Interview: Issam Darwish

How can sharing infrastructure affect mobile service providers’ capital and operating costs, and do regulatory policies aid infrastructure sharing?

ISSAM DARWISH: The economic benefits for mobile network operators (MNOs) can be considerable. Capital expenditure (capex) on passive infrastructure can be eliminated, and operating costs (opex) can be reduced and made more predictable through outsourcing.

Under the full outsource business model, the independent tower company (ITC) acquires the passive infrastructure from the operator for cash or shares. The higher the acquisition price, the higher the leaseback use fee needs to be in order for the ITC to generate a return. The operator can therefore choose an economic structure that best fits its economic strategy. Following the deal, all capex on the passive network is the responsibility of the ITC and all vagaries in the opex of running the passive infrastructure, including fuel and power supply, is also at the risk of the ITC.
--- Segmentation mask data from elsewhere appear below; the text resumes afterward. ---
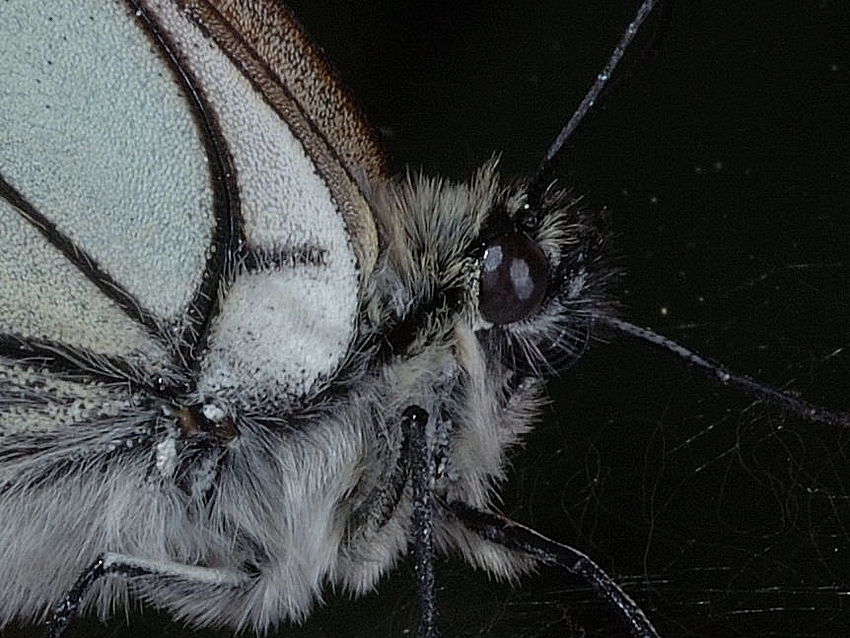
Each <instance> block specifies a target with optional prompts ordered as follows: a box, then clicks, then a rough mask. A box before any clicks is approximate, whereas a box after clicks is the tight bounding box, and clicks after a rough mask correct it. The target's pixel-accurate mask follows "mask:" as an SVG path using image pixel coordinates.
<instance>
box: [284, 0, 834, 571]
mask: <svg viewBox="0 0 850 638" xmlns="http://www.w3.org/2000/svg"><path fill="white" fill-rule="evenodd" d="M299 15H300V14H299ZM495 145H496V146H499V144H498V143H496V144H495ZM491 146H493V145H492V144H491ZM688 168H691V167H690V166H689V167H688ZM632 197H633V198H634V197H635V196H634V195H632ZM624 199H625V198H624ZM626 201H634V199H627V200H626ZM618 208H620V207H618ZM656 209H657V208H656ZM656 209H653V208H650V210H656ZM628 270H629V272H634V270H633V269H632V268H631V267H630V268H629V269H628ZM724 290H725V289H724ZM628 301H629V303H631V302H632V297H628ZM674 310H675V309H674ZM603 351H604V349H603V348H600V347H598V346H596V345H594V346H593V347H592V348H591V353H590V354H592V355H593V356H592V357H590V356H589V357H586V358H584V359H583V360H582V362H584V361H592V360H593V358H594V357H597V356H600V353H602V352H603ZM712 354H713V353H712ZM602 356H604V354H603V355H602ZM651 356H652V355H649V357H651ZM644 364H645V365H648V364H646V362H644ZM612 365H614V364H612ZM674 367H675V366H674ZM675 373H676V374H677V375H682V374H684V373H683V372H682V371H681V370H676V371H675ZM564 378H565V381H564V383H565V384H566V387H567V389H569V380H570V377H569V373H567V376H565V377H564ZM839 404H840V402H839ZM744 405H746V404H744ZM597 407H598V404H597ZM690 413H691V414H693V412H690ZM585 418H589V416H586V417H585ZM572 421H574V419H570V420H569V425H570V427H574V426H573V424H572ZM624 427H625V426H624ZM807 427H808V426H807ZM705 429H706V430H708V429H709V428H708V427H706V428H705ZM715 429H716V428H715ZM653 431H655V430H653ZM833 463H835V461H833ZM565 465H567V466H568V467H569V465H570V464H569V463H565ZM530 466H531V467H532V468H533V467H535V466H534V461H532V464H531V465H530ZM517 471H518V472H519V474H520V476H524V475H525V474H526V472H525V471H524V470H522V469H521V466H519V467H518V468H517ZM564 489H566V488H564ZM544 491H545V490H544ZM643 492H646V488H643ZM562 500H563V499H562ZM579 502H581V499H579ZM600 509H602V507H601V506H600ZM555 512H556V513H558V511H557V510H555ZM559 538H563V537H561V536H559ZM570 541H571V542H572V539H571V538H570ZM641 542H642V543H643V545H642V546H648V543H647V542H646V541H641ZM627 573H628V572H627ZM647 576H648V577H649V578H648V580H649V582H650V585H651V584H652V577H653V574H652V573H650V574H648V575H647Z"/></svg>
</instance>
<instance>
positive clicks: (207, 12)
mask: <svg viewBox="0 0 850 638" xmlns="http://www.w3.org/2000/svg"><path fill="white" fill-rule="evenodd" d="M179 4H180V5H182V6H184V7H185V8H186V10H187V11H188V12H189V13H190V14H191V15H192V16H193V17H194V18H195V20H196V21H197V23H198V24H199V25H201V27H202V28H203V29H204V30H205V31H206V33H207V34H209V36H210V37H212V39H213V40H215V42H216V43H217V44H218V46H220V47H221V49H222V50H223V51H224V52H225V53H226V54H227V55H228V57H230V59H231V60H232V61H233V62H234V63H235V64H236V65H238V66H239V68H241V70H242V72H243V73H244V74H245V76H246V77H247V78H248V79H249V80H250V81H251V83H252V84H253V85H254V86H255V87H256V88H257V90H258V91H259V92H260V93H261V94H262V95H263V96H264V98H265V99H266V101H267V102H268V103H269V104H270V105H271V106H272V107H273V108H274V109H275V111H277V112H278V113H279V114H280V115H281V117H282V118H283V119H284V120H285V121H286V123H287V125H288V126H289V127H290V129H291V130H292V132H293V134H294V135H295V136H296V137H298V139H299V140H301V142H302V144H304V147H305V149H306V151H307V153H308V154H309V155H310V157H311V159H312V160H313V162H314V164H315V165H316V169H317V171H318V173H319V174H320V175H321V176H322V177H323V178H324V180H325V182H326V183H327V185H328V187H329V188H330V190H331V194H332V196H333V198H334V200H335V201H336V202H337V206H339V209H340V211H341V212H342V214H343V215H344V217H345V222H346V225H347V227H348V230H349V234H350V236H351V241H352V244H353V245H354V247H355V250H356V253H357V256H358V261H359V265H360V269H361V274H362V275H368V274H369V272H371V270H372V266H373V265H374V262H375V259H376V256H377V234H376V230H375V223H374V219H373V217H372V213H371V210H370V208H369V206H368V204H367V202H366V200H365V198H364V196H363V193H364V191H365V190H366V189H365V187H366V184H367V182H368V181H369V180H375V179H381V178H383V177H385V176H386V162H385V159H384V155H383V152H382V150H381V147H380V144H379V143H378V141H377V136H376V135H375V133H374V130H373V129H372V127H371V126H370V125H369V124H368V123H367V121H366V118H365V117H364V116H363V114H362V113H361V111H360V109H359V108H358V107H357V106H356V105H355V104H354V102H353V101H352V99H351V97H350V96H349V94H348V92H347V91H346V90H345V89H344V88H343V86H342V84H341V83H340V81H339V79H338V78H337V76H336V74H335V73H334V71H333V70H332V68H331V66H330V65H329V64H328V63H327V61H326V60H325V57H324V54H323V53H322V51H321V49H319V47H318V46H317V45H315V44H314V43H313V42H312V40H311V39H310V37H309V36H308V35H307V34H306V33H305V32H304V30H303V29H302V27H301V25H300V24H299V23H298V21H297V20H296V19H295V17H294V16H293V15H292V12H291V11H290V10H289V9H288V8H286V7H285V6H284V5H283V4H282V3H281V2H278V1H276V0H179Z"/></svg>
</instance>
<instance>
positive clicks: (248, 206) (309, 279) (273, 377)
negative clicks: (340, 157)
mask: <svg viewBox="0 0 850 638" xmlns="http://www.w3.org/2000/svg"><path fill="white" fill-rule="evenodd" d="M150 5H151V6H150V7H149V10H150V11H151V12H152V13H153V14H154V15H155V16H156V19H157V21H158V22H160V23H161V27H162V28H163V29H164V30H165V31H166V32H167V34H168V39H169V42H170V43H171V44H172V45H173V46H175V47H176V48H178V49H179V50H180V51H181V53H183V61H184V64H185V66H186V68H187V69H189V70H190V71H191V72H192V74H193V75H194V76H195V78H196V80H197V83H198V85H199V87H201V90H202V91H203V93H204V96H205V98H206V100H207V101H208V103H209V104H210V106H211V107H212V108H213V109H214V111H215V112H216V114H217V116H218V126H219V127H220V128H221V131H222V132H223V133H224V137H225V138H226V139H227V140H228V145H229V150H230V153H231V155H232V159H233V164H234V166H235V168H236V174H237V176H238V183H239V197H240V201H241V213H242V217H241V221H242V224H243V228H242V231H243V233H244V236H245V239H246V240H247V242H248V247H249V249H250V250H253V251H260V252H261V253H264V254H268V255H270V256H272V257H275V256H278V257H280V258H282V260H283V261H284V262H287V261H288V262H289V263H283V264H280V266H278V267H275V266H272V265H269V266H268V267H267V268H265V269H263V272H261V273H258V274H247V273H242V274H241V275H239V276H238V277H237V280H236V281H235V282H234V284H233V287H232V289H231V290H230V291H229V292H228V294H227V296H226V297H225V299H224V300H223V306H222V309H221V312H220V315H219V317H218V318H217V320H216V322H215V323H214V324H213V327H212V331H211V335H210V350H209V352H208V353H207V356H206V357H205V360H204V366H203V372H204V375H203V378H202V380H201V382H200V388H199V389H200V390H201V392H202V394H204V395H210V394H216V393H218V392H221V391H222V390H230V389H238V390H240V391H241V392H244V393H245V394H246V396H245V400H252V399H249V397H250V395H252V394H256V393H260V394H263V393H267V392H268V388H270V387H275V386H278V387H280V388H282V389H283V390H284V391H285V392H286V393H287V394H293V395H296V396H298V395H303V394H305V393H306V392H307V391H309V389H310V387H311V385H312V383H313V382H314V381H315V380H316V379H317V378H320V377H323V376H327V375H329V374H330V373H332V372H333V371H334V369H335V368H336V367H337V366H338V365H339V364H340V363H341V360H342V357H343V356H344V354H345V352H346V350H347V348H348V344H349V342H350V340H351V338H352V333H353V327H354V322H355V314H356V312H357V301H358V290H359V287H358V274H357V262H356V257H355V254H354V250H353V248H352V246H351V242H350V240H349V237H348V231H347V229H346V225H345V220H344V219H343V217H342V215H340V213H339V210H338V208H337V205H336V204H335V203H334V201H333V200H332V199H331V195H330V191H329V189H328V186H327V184H326V183H325V182H324V181H323V179H322V178H321V177H320V176H319V175H318V174H317V172H316V168H315V166H314V164H313V162H312V161H311V160H310V159H309V158H308V157H307V155H306V152H305V151H304V147H303V146H302V144H301V142H299V141H298V140H297V139H296V138H295V137H294V136H293V134H292V132H291V131H290V129H289V127H288V126H287V125H286V124H285V123H284V122H283V121H282V120H281V116H280V115H279V114H278V113H276V112H275V111H274V110H273V109H272V108H271V106H269V104H268V103H267V102H266V101H265V100H264V99H263V98H262V96H260V95H259V94H258V93H257V92H256V91H255V90H254V88H253V87H252V85H251V83H250V82H249V81H248V79H247V78H246V77H245V76H244V75H243V74H242V72H241V70H240V69H238V68H237V67H236V66H235V65H234V63H233V62H231V60H230V59H229V58H228V57H227V56H226V55H225V54H224V53H223V52H222V50H221V49H219V48H218V47H216V46H214V45H213V43H212V42H211V40H210V38H208V37H205V35H204V34H203V33H202V32H201V31H200V29H199V28H198V27H197V26H196V25H195V24H194V23H193V22H192V21H191V20H190V19H189V18H188V16H187V14H186V12H184V11H181V10H179V9H178V8H177V7H176V6H174V4H173V3H170V2H154V3H150ZM190 54H191V55H190ZM305 253H312V255H313V257H314V258H316V257H320V259H318V260H316V259H313V262H314V263H304V262H305V260H307V261H310V254H305ZM293 262H295V263H293ZM270 344H274V345H273V347H271V348H270V347H269V345H270ZM252 401H253V400H252Z"/></svg>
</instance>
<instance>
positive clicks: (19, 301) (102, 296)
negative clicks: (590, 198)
mask: <svg viewBox="0 0 850 638" xmlns="http://www.w3.org/2000/svg"><path fill="white" fill-rule="evenodd" d="M0 242H2V246H3V250H0V273H2V282H3V284H2V286H0V333H6V334H16V335H21V336H26V337H31V338H35V339H43V340H46V341H54V342H61V343H63V344H66V345H68V346H71V347H72V348H80V349H83V350H86V351H88V352H92V353H99V354H104V355H109V356H125V357H129V356H130V355H132V354H134V353H137V354H138V355H140V356H144V357H145V359H146V363H148V365H149V366H151V367H153V366H154V365H155V364H156V363H157V362H159V363H161V362H164V361H167V356H168V354H167V353H166V352H165V351H164V350H163V349H162V347H161V346H160V345H159V344H158V343H157V342H156V341H155V340H154V339H152V338H151V335H150V334H148V333H147V332H146V331H145V330H144V329H143V328H142V326H141V325H139V324H138V323H136V322H134V321H131V320H130V318H129V317H128V316H127V315H126V314H125V313H124V312H123V311H122V310H121V308H119V307H118V305H117V304H116V303H115V302H114V301H112V300H111V299H110V298H108V297H106V296H105V295H103V294H102V293H101V292H100V290H98V288H97V286H95V285H94V284H93V283H92V282H91V281H90V280H89V279H87V278H86V277H85V276H83V274H82V273H81V272H80V271H78V270H77V269H75V268H72V267H69V264H68V261H67V259H66V258H65V256H64V255H63V254H62V253H61V252H60V251H58V250H57V249H56V248H54V247H53V246H52V245H51V244H50V243H48V242H47V241H46V240H45V239H44V237H43V236H42V235H41V233H39V232H38V231H37V230H36V229H35V228H33V227H32V226H31V225H29V224H28V223H26V222H24V220H23V218H22V217H21V216H20V214H19V213H18V211H17V210H15V209H14V208H13V207H12V206H11V205H10V204H8V203H7V202H5V201H3V200H0Z"/></svg>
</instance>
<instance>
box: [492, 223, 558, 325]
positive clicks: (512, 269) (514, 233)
mask: <svg viewBox="0 0 850 638" xmlns="http://www.w3.org/2000/svg"><path fill="white" fill-rule="evenodd" d="M548 285H549V261H548V260H547V259H546V255H544V254H543V251H542V250H540V247H539V246H538V245H537V244H536V243H534V242H533V241H532V240H531V239H529V238H528V237H527V236H526V235H523V234H522V233H516V232H512V233H506V234H504V235H500V236H498V237H496V238H495V239H493V240H492V241H491V242H490V243H489V244H488V245H487V248H486V249H485V250H484V256H483V257H482V259H481V285H480V289H479V297H478V309H479V310H480V311H481V314H482V315H484V318H485V319H487V320H488V321H491V322H492V323H495V324H506V323H513V322H514V321H519V320H520V319H525V318H526V317H527V316H529V315H530V314H532V313H533V312H534V311H535V310H537V309H538V308H539V307H540V302H542V301H543V296H544V295H545V294H546V288H547V287H548Z"/></svg>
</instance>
Regarding regulation, the ITC market is largely unregulated. ITCs offer an underlying infrastructure service to MNOs, not a service to the mass consumer market. ITCs can assist MNOs in meeting their regulatory obligations by providing a more economical network roll-out solution that frees up cash to invest in the MNO’s customers, namely in terms of new services and subsidies. Additionally, ITCs ensure a more rapid network roll-out to urban and, importantly, rural locations where network sharing makes expansion economically viable where it may not have been previously.

What factors constrain the capacity of base stations to manage demand from operators?
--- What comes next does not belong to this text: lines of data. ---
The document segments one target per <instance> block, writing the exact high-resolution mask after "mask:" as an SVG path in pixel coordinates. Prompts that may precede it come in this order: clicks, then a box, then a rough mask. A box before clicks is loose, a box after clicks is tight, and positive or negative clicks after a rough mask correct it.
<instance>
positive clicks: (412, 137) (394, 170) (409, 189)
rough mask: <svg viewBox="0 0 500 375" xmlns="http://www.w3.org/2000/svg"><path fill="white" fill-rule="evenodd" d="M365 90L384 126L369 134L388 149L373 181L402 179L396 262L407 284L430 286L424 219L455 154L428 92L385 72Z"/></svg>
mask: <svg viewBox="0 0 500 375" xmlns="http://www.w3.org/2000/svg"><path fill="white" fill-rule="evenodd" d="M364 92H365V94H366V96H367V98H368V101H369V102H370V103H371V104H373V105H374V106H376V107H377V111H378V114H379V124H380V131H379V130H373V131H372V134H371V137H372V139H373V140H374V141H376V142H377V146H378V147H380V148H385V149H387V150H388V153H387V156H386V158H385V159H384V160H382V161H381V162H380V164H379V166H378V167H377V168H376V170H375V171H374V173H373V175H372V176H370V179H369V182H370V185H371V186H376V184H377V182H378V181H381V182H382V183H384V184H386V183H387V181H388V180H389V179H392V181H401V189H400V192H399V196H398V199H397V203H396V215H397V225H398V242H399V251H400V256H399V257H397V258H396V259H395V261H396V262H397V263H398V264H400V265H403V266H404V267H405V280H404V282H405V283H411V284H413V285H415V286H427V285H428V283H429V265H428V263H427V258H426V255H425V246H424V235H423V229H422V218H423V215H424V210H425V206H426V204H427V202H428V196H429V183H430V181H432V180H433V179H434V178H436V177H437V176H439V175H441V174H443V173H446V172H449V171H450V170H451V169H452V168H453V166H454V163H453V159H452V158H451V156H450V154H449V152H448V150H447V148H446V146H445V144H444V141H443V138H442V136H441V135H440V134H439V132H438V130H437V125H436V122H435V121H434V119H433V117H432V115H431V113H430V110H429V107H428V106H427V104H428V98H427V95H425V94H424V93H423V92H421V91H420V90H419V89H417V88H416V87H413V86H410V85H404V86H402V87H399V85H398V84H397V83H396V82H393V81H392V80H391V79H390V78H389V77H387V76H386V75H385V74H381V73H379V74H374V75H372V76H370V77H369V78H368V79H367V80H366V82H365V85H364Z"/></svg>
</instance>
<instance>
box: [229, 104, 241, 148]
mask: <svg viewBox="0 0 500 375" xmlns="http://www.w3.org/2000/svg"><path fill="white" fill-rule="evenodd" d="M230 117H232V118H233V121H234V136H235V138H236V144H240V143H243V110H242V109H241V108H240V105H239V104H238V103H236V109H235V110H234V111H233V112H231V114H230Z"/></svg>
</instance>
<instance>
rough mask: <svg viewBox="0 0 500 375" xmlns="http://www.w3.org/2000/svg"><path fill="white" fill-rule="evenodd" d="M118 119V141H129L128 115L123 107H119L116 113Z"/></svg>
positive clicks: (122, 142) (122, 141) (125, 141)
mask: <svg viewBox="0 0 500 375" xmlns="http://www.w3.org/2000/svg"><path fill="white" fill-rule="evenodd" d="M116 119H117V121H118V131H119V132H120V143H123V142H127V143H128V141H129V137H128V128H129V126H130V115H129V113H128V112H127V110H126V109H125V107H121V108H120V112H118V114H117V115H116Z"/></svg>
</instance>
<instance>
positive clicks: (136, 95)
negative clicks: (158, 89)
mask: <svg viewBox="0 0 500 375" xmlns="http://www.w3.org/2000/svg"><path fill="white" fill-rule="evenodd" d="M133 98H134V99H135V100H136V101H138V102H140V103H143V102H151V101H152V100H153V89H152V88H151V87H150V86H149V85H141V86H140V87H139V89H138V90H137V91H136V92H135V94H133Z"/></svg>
DARWISH: The ITC business model is based on multiple tenants on a single tower. Lease-up rate is an important performance metric. The number of tenants that can be accommodated depends on the construction of the tower and its size and strength, the space around the tower that can accommodate the transmission/switching equipment of the operator, the power supply and local planning restrictions. A competitive MNO market that encourages many MNOs to share a particular location is also a significant driver.

To what extent does the falling average revenue per user (ARPU) rate affect the investment outlook, and how can infrastructure and towers be improved?
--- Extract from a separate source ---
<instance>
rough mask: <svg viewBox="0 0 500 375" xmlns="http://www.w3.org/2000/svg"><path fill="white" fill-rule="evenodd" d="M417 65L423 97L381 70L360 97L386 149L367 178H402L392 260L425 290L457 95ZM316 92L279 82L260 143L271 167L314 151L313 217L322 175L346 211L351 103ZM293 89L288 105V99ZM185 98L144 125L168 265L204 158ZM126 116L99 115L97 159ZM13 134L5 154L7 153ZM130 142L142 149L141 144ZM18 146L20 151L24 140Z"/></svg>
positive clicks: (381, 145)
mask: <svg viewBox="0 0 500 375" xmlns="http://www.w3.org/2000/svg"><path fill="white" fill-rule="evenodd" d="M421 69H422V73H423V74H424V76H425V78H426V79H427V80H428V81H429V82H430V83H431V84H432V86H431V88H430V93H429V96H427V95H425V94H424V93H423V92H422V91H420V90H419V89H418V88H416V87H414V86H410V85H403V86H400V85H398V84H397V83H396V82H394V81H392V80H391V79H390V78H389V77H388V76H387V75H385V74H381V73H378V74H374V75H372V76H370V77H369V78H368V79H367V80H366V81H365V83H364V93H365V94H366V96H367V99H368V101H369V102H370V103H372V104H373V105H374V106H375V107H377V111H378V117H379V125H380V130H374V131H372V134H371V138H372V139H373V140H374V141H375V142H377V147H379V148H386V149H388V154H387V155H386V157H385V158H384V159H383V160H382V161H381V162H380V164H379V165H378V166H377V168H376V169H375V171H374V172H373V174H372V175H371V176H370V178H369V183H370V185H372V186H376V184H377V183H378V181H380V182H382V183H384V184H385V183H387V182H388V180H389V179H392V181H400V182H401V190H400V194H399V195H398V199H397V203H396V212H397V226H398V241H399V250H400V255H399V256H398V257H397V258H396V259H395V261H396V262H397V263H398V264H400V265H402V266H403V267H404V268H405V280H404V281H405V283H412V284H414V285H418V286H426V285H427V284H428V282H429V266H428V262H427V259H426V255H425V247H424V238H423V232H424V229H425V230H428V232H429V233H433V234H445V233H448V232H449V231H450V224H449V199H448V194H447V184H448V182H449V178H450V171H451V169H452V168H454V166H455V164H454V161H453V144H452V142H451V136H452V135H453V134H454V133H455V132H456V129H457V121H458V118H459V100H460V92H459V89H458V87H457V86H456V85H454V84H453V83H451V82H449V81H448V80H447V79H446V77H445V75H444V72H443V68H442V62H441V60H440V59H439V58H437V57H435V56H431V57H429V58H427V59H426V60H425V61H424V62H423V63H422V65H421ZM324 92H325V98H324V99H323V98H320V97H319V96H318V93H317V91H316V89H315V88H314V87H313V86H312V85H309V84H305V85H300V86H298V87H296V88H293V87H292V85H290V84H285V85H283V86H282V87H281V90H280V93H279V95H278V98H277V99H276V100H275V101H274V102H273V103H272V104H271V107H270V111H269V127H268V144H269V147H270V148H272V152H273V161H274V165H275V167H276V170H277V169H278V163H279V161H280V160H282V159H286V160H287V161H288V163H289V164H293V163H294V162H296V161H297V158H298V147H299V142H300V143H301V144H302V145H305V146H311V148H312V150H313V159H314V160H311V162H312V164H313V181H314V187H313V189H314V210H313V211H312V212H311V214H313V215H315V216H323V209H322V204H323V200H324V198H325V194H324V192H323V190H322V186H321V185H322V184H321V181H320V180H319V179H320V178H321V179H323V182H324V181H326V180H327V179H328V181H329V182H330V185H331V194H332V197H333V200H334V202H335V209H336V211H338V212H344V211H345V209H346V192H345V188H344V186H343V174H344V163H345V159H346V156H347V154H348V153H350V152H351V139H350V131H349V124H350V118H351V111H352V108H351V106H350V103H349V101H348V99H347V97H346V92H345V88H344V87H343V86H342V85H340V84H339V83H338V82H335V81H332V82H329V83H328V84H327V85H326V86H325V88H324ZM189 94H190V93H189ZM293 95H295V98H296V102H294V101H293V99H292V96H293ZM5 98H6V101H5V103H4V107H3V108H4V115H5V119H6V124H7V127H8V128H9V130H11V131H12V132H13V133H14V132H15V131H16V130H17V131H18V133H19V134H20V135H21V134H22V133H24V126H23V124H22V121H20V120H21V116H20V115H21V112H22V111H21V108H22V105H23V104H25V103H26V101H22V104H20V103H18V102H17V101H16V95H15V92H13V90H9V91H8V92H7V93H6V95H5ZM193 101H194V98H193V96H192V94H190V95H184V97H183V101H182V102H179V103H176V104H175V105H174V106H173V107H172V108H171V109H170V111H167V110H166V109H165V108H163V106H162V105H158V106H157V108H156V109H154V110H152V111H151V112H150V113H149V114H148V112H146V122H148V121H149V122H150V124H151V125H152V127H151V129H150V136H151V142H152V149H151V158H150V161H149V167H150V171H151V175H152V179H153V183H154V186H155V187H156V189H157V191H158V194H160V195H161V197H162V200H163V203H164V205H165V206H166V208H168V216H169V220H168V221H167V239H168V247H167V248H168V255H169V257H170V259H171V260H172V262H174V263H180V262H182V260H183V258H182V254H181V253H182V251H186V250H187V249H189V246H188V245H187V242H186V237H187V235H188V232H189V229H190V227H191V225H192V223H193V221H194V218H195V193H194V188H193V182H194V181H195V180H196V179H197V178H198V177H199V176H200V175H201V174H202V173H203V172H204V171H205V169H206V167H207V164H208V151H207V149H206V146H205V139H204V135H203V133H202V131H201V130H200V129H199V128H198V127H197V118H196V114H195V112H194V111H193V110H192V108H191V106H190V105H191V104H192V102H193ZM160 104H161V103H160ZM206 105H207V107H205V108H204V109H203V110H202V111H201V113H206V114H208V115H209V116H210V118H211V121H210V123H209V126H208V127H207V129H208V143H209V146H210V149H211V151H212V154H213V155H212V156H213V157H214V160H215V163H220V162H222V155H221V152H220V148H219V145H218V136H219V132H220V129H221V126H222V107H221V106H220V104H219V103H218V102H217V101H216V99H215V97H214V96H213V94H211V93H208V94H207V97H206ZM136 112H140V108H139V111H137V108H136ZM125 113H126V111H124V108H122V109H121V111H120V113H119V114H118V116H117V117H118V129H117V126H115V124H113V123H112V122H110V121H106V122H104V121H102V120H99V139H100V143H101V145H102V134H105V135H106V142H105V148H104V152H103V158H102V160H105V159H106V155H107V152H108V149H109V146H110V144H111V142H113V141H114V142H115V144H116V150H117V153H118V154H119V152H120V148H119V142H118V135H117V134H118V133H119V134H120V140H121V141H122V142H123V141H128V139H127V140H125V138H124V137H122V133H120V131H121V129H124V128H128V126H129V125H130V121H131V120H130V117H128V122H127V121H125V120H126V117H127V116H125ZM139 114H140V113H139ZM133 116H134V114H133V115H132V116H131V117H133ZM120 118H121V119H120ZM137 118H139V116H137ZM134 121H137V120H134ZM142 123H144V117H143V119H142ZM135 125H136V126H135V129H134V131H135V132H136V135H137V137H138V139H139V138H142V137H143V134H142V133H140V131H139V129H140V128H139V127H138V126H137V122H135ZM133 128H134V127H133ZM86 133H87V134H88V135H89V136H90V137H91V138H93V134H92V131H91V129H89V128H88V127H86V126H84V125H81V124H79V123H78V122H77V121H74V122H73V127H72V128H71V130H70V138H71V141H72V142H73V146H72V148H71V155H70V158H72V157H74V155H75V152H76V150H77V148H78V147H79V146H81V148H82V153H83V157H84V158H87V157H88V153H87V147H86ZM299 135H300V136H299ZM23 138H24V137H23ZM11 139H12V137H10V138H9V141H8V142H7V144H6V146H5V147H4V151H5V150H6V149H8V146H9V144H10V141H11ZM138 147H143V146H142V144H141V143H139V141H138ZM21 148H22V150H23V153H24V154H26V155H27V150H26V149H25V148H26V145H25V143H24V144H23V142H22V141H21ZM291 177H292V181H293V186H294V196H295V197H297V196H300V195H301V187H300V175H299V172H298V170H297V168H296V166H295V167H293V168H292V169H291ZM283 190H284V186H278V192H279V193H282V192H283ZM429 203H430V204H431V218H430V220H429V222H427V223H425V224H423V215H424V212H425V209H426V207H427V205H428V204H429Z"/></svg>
DARWISH: Falling ARPUs for the MNOs affects every stage in the value chain of mobile service provision. It is key for MNOs to ensure that margins are preserved wherever possible. Network sharing can materially reduce the opex for an MNO and should be a powerful weapon against margin erosion.

Energy supply is a major element in running a passive infrastructure network, representing the majority of opex. Where there is no energy supply there is no signal, and subscribers and businesses lose their connectivity and business, whereas MNOs lose revenue. ITCs solve the problem of few electricity grids by installing diesel generators and batteries at each tower site to ensure there is an uninterrupted power supply. Alternative energy sources, including solar power, for example, can also help enhance output capability.

What are the main challenges in securing towers from theft and vandalism?

DARWISH: Many towers are in remote locations and therefore vulnerable to theft and vandalism. The materials used on the sites such as the steel, wiring and the solar panels are valuable in construction and thus attractive for thieves. ITCs generally surround the towers and the client’s equipment, with security fences and guards needed to ensure the integrity of the site. In some locations, a power spur will be extended outside the compound, so that rural communities have a reliable energy source to charge phones and radios. This works well as an incentive for local communities to help maintain the integrity of the site. If the tower is harmed, leading to a malfunction, then there is no mobile signal for the area, which is also an incentive to protect the asset.